In 1953, more than one in four workers belonged to a union. Since then, membership has fallen steadily, with only a few upward blips, the last in 1979. The federal Bureau of Labor Statistics adopted a new system for counting union membership in 1983.

Labor leaders say workers turn to one another for support in a tough economy, when the future appears tenuous and there is an erosion of pension and health benefits.

Right-to-work groups, which say they are not anti-union, call this upward blip the result of frantic scrambling for members by a labor movement on its last legs.

"The writing was on the wall, that if they didn't do something, they were going to go extinct," said J. Justin Wilson, a senior analyst at the Center for Union Facts, a Washington right-to-work group.

Last month, by a vote of 46-42, Cherry Hill public school custodians employed by Philadelphia's Aramark Corp. voted to join the Office of Professional Employees International Union.

An Aramark spokeswoman said the company supported workers' rights to join a union but was contesting this election.

"Every day, these workers are hurting more and more," said union organizer Seth Goldstein, whose daughters attend Cherry Hill schools.

"With this recession, if anyone needs a stimulus in their take-home pay, it's these employees.

"Unions have a real role in the economy," he said, "because the only way the middle class can push its way up and get a decent living is if they can bargain effectively."

Ironically, one of the drivers of the economic slowdown - the weak dollar - may have helped Pennsylvania union workers, the AFL-CIO's George said.

The weak dollar means that union-rich manufacturing jobs, while still in decline, are not declining as fast because some manufacturing that had been done abroad is now being done here, he said.

"Steel mills have rehired some steel workers," he said. "In addition, China is taking anything we can produce."

Casino construction across the state has boosted membership in the building trades, he said.

What the AFL-CIO's national director of organizing, Stewart Acuff, said he found most encouraging was growth in membership among younger workers, even though both the numbers and the percentages are low.

"That gives lie to the notion that young people are only interested in themselves and that the unions' day is past," he said.

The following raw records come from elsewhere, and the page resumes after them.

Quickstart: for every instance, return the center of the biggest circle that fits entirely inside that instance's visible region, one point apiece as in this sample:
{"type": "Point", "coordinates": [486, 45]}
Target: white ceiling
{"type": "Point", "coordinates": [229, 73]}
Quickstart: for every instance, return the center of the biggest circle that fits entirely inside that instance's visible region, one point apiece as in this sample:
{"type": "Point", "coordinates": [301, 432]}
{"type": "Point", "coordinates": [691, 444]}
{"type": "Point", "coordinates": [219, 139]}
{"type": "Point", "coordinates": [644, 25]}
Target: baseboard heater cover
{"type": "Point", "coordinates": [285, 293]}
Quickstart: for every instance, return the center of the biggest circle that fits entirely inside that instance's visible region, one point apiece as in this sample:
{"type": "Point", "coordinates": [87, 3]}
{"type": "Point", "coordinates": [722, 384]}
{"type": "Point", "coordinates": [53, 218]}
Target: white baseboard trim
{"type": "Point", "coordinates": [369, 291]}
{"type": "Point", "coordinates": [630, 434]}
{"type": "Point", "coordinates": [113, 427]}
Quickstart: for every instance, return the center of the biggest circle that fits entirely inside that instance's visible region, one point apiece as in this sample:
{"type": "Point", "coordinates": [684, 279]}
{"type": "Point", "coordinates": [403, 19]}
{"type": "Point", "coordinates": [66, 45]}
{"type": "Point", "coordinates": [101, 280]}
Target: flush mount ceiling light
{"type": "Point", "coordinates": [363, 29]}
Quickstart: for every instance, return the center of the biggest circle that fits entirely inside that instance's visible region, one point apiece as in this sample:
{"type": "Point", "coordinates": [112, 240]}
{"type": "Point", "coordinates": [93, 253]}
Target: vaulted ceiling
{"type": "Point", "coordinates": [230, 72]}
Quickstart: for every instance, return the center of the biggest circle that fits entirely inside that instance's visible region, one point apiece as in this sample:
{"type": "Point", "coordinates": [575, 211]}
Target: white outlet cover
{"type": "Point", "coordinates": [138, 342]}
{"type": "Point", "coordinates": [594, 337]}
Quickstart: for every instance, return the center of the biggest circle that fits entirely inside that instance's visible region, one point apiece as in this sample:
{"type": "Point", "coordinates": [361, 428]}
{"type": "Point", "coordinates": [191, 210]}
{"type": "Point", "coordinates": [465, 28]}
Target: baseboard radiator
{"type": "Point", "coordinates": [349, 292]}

Roger "Rick" Grimaldi manages the Philadelphia office of the Jackson-Lewis law firm, which regularly holds union-avoidance seminars. He said the statistical movement was so minor that it does not change the pattern. "You could argue that it's an aberration," he said.

Economist Mark Zandi from Moody's Economy.com in West Chester agrees that the change is small. "It may not be statistically different from a zero change."

But, he said, "that may be news in itself given the steady erosion in this sector."